Mas não vejo empenho do presidente da República nem do Congresso Nacional na busca de soluções para esse gravíssimo problema. O primeiro não demonstra maior interesse pelo assunto e às vezes até o agrava. Na atuação do Congresso no segundo semestre do ano passado, as eleições municipais receberam a atenção prioritária dos parlamentares. Depois disso só se fala na sucessão do comando das duas Casas. E, para não variar, no Congresso continua o tal recesso parlamentar, também para lamentar, numa omissão no socorro de que o País tanto carece.

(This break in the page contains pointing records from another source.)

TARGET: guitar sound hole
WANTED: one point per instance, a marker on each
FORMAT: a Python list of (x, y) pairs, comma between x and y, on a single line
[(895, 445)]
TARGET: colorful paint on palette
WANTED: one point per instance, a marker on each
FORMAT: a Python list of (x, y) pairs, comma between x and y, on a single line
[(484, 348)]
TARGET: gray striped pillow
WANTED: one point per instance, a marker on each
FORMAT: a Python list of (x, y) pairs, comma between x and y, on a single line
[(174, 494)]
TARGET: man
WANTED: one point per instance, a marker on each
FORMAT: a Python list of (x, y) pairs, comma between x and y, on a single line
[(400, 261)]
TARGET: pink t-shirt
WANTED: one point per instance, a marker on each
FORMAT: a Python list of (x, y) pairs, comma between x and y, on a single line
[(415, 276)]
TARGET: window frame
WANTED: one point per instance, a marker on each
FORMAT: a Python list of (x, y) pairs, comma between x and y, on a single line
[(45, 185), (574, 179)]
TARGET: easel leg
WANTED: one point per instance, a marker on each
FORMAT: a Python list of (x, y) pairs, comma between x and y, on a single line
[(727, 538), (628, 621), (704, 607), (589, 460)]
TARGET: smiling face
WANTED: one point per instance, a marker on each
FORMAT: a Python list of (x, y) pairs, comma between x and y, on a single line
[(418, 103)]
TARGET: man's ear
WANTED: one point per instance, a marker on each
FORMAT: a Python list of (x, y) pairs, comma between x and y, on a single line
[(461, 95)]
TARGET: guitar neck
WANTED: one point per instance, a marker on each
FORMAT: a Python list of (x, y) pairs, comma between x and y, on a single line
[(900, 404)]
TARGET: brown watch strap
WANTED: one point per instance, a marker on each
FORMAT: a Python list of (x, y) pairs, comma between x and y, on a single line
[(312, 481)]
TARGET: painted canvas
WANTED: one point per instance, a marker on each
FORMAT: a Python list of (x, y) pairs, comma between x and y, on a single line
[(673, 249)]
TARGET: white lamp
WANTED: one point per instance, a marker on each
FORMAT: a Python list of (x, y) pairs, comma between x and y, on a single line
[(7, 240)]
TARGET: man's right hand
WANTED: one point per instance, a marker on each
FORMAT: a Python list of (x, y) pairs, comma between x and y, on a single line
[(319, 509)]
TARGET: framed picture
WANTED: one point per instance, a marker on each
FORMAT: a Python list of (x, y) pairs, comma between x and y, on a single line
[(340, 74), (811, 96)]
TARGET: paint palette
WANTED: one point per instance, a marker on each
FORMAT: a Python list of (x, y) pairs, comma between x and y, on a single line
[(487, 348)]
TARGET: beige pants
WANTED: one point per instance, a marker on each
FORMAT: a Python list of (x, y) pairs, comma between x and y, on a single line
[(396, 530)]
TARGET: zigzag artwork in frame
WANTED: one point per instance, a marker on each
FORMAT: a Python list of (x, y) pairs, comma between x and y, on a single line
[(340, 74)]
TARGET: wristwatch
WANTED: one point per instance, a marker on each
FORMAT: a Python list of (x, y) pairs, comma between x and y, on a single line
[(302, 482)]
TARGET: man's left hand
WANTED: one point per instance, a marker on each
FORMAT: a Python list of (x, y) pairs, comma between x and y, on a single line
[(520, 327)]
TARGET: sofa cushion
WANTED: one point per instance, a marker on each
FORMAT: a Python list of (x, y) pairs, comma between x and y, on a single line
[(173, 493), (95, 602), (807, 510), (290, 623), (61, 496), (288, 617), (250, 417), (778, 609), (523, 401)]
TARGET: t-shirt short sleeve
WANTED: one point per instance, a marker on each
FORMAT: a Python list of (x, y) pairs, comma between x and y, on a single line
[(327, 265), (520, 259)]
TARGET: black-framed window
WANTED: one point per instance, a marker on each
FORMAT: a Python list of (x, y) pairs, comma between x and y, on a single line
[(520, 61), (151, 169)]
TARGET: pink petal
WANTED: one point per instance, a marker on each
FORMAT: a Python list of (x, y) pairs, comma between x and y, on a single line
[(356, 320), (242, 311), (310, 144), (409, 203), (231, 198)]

Para concluir transcrevo e subscrevo parte de um manifesto da Coalizão Indústria, um grupo de 14 entidades do setor, entre elas a Eletros, da qual já fui presidente, pedindo “reformas já”, publicado em página inteira do jornal Valor do último dia 18: “Está na hora de virar o jogo! Temos tudo para fazer isso. Para tanto, governos, candidatos às presidências da Câmara e do Senado, parlamentares, Judiciário, empresários, trabalhadores, representantes da sociedade, todos precisam conscientizar-se da gravidade da situação e dar os passos necessários para impedir o que, afinal, é perfeitamente evitável: a perpetuação de uma economia de baixo crescimento e produtividade, incapaz de promover a melhoria na qualidade de vida da população”.

 Roberto Macedo é economista (UFMG, USP e Harvard), professor sênior da USP e membro do Instituto Fernand Braudel.

Artigo publicado no jornal O Estado de S. Paulo em 21 de janeiro de 2021.